If the -R flag is passed in, the command will display the contents of the current directory, and then recursively enter every directory within the current directory and display the contents of that directory, then keep going into every directory until there are no more directories in the current directory it is in.

All these options are combinable for different uses. For example, I could use the -l and -a flags to display the information for the items prepended with a . , or use -R and -l together.

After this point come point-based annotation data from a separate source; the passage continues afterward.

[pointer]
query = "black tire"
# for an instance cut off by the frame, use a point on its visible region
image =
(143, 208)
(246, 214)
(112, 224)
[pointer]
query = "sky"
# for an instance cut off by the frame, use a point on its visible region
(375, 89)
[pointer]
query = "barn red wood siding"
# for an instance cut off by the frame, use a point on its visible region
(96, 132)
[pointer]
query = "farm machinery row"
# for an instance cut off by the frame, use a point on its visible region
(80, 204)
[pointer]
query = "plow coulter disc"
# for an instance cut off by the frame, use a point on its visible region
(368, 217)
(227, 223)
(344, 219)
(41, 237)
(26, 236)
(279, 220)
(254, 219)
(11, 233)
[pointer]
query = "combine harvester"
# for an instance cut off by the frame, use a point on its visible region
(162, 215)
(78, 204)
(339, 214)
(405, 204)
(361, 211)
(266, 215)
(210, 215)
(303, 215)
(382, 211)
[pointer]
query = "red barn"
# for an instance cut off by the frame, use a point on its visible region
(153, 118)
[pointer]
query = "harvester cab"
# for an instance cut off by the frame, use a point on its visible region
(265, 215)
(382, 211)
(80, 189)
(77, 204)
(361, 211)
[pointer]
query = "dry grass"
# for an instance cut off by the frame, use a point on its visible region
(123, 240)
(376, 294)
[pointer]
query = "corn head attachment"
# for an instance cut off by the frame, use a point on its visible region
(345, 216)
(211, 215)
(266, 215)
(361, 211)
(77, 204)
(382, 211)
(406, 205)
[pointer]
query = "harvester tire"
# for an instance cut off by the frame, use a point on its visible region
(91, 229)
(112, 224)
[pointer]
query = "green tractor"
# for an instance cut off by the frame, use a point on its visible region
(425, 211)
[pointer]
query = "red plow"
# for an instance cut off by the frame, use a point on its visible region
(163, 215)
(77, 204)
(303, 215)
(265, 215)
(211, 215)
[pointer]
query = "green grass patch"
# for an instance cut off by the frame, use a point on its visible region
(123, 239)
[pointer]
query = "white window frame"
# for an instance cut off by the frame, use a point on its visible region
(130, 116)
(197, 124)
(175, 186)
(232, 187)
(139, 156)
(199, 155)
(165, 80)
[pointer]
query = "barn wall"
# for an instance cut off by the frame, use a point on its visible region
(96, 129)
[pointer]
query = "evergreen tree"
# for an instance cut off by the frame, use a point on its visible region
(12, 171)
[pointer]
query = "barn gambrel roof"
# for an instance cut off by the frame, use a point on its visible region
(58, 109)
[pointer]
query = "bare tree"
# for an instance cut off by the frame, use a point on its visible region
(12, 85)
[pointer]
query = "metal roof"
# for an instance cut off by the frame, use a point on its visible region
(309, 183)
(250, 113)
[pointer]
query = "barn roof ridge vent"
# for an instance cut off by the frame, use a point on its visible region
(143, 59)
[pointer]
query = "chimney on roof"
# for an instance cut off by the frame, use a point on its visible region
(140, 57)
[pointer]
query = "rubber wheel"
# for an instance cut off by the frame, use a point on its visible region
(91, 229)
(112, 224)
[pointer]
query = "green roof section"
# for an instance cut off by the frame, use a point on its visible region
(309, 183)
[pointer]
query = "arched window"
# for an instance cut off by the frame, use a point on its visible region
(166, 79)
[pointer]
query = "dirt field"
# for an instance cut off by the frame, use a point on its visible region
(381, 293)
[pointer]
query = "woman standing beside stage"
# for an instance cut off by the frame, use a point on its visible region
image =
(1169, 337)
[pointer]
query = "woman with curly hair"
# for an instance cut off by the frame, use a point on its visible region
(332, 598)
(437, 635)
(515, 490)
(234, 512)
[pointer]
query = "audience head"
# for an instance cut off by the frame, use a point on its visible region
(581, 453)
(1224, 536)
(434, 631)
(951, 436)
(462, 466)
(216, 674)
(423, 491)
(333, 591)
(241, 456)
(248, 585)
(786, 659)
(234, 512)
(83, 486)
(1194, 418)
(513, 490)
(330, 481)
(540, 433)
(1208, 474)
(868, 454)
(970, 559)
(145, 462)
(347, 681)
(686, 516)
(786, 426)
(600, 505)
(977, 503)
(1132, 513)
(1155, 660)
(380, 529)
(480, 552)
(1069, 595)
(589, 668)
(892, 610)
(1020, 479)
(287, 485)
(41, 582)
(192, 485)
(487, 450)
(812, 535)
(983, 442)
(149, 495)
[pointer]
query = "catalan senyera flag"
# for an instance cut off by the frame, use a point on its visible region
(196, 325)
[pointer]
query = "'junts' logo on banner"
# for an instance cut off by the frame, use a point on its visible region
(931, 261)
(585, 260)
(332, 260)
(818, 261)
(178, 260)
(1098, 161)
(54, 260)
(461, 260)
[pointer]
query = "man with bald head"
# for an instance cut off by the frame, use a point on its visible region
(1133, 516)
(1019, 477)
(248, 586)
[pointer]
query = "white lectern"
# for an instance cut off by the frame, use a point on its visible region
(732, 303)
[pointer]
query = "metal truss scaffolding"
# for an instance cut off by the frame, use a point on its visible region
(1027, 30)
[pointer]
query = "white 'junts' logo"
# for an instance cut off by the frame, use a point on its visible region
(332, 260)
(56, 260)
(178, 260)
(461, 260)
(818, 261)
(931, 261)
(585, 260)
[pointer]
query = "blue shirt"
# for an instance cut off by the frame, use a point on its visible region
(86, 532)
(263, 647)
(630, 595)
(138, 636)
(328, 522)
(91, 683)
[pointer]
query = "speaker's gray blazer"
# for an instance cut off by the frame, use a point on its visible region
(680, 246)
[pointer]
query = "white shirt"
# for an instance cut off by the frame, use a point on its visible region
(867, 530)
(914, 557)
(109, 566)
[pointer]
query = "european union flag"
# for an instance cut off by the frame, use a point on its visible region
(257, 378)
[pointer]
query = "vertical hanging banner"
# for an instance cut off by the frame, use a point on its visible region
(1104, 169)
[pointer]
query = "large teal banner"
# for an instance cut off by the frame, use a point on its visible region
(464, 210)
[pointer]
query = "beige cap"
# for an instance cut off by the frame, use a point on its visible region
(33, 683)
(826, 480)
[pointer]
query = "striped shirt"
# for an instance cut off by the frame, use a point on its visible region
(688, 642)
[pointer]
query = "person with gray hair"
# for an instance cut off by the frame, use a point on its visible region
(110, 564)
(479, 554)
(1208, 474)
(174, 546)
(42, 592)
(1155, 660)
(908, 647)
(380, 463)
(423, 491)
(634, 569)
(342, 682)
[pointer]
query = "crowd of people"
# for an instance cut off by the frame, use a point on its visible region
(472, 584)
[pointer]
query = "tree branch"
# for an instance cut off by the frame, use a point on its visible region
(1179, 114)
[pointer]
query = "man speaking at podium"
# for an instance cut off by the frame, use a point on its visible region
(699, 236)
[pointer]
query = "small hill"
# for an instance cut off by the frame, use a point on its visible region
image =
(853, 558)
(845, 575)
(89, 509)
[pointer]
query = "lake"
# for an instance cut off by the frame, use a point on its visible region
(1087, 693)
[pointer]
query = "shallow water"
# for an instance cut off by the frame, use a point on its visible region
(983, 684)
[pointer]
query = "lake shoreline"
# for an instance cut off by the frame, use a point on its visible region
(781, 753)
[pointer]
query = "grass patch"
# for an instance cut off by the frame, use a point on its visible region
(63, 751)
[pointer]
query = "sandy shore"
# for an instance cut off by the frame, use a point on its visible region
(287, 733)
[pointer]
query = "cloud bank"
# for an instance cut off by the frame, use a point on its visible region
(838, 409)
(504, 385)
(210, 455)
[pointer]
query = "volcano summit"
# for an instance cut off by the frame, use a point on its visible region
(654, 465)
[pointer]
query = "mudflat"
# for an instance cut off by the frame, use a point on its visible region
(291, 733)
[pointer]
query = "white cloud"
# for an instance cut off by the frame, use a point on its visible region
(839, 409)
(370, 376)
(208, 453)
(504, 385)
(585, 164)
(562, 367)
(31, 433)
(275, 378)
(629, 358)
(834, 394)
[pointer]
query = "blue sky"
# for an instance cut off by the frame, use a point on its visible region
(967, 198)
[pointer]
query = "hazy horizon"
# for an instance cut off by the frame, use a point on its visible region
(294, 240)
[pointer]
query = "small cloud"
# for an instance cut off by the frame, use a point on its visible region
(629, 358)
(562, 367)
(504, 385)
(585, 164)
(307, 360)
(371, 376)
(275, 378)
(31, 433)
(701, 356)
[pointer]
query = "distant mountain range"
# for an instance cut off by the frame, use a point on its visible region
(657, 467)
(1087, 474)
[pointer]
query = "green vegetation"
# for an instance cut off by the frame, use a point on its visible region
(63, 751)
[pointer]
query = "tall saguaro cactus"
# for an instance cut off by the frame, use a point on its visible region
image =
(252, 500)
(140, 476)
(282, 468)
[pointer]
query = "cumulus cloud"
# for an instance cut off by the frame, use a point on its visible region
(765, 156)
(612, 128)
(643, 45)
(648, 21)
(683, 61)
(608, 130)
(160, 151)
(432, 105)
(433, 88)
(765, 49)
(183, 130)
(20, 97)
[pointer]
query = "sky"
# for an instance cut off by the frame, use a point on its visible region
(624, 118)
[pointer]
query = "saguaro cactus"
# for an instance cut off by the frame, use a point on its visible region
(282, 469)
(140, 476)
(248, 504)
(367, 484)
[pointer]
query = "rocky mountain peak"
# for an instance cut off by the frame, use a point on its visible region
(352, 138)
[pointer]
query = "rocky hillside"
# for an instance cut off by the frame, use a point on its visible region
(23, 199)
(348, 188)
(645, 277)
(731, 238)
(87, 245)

### The cd and mv commands

The cd and mv commands are crucial commands in order to actually use the terminal. Without cd, I would forever be stuck in their home directory. The mv command is necessary for moving files from one section of the hard drive. The cd command by itself will change the current working directory to the home directory. If passed a directory name that is within the current working directory, the current working directory will be changed to the name of the passed in directory. cd will also take a path as an argument. When a path is passed in, the current working directory will be changed to the directory specified by the path. When cd is passed with .., the directory will go backwards, the directory that the current directory is in.

The mv command will move an item within a certain directory to the directory passed in.

If the destination argument is not a path, the command will look for the destination in the current working directory. The destination argument can be a path, so I can move the item to any directory in the hard drive.

### Recording terminal sessions via scripts

With the script command you can record the commands you run in your terminal into a file. By just typing script file_name_here, you can start a script. Also, you don’t need to worry about making a file beforehand, because when you specify the filename, it will make once for you in that name. Then when you’re done, type exit and your terminal will say your script session has ended and re-state the filename in which it recorded all your commands in.

### How To SSH (into well server)

Computer Science students have the ability to log into the school’s server using the ssh command. The way to do access the terminal is to type into the command terminal the following text:

ssh your_NetId@bell.cs.ucr.edu

If it is your first time entering the terminal, you will be asked to trust the encryption that the server uses, then prompted to enter the password associated with your NetID. Once doing all those steps, you will be brought to your home directory on the server. To exit the server, type exit into the command prompt and press enter.

A useful command that moves files to and from the remote server onto your home computer is the scp command. To put items from your home computer to the school’s server, type into the command prompt:

scp filename/absolute_path your_NetID@bell.cs.ucr.edu:absolute_path

To move items from the remote server onto your home computer, type into the command prompt:

scp your_NetID@bell.cs.ucr.edu:absolute_path absolute_path

### Spectacle App: Using the terminal and vim in one screen

One of the first things I noticed about vim that I initially disliked was that it took over the terminal when I used it. Users with Windows 7 & above automatically have this ability by dragging your screen to the left or right border of your screen. Unfortunately, OS X users don’t have this built in ability. To get around this, OS X users can install the Spectacle App which will enable you to organize multiple windows on your screen with a touch of a buttom. To get around this issue, I started using two terminals instead of just one while I was programming. I would run vim using the first terminal and would run the executable in the second. It was as simple as using :w to save on vim instead of using :wq to save and quit. I could now test my code without ever having to close vim.

### perror

When programming for unix based operating systems (which is a primary component of CS100), system calls are a prominent component for code. The perror function captures the error value (if returned) from the system call and prints to stdout an error message based on the system call and the type of error. It takes in one c-string argument, which is a message the user can pass in.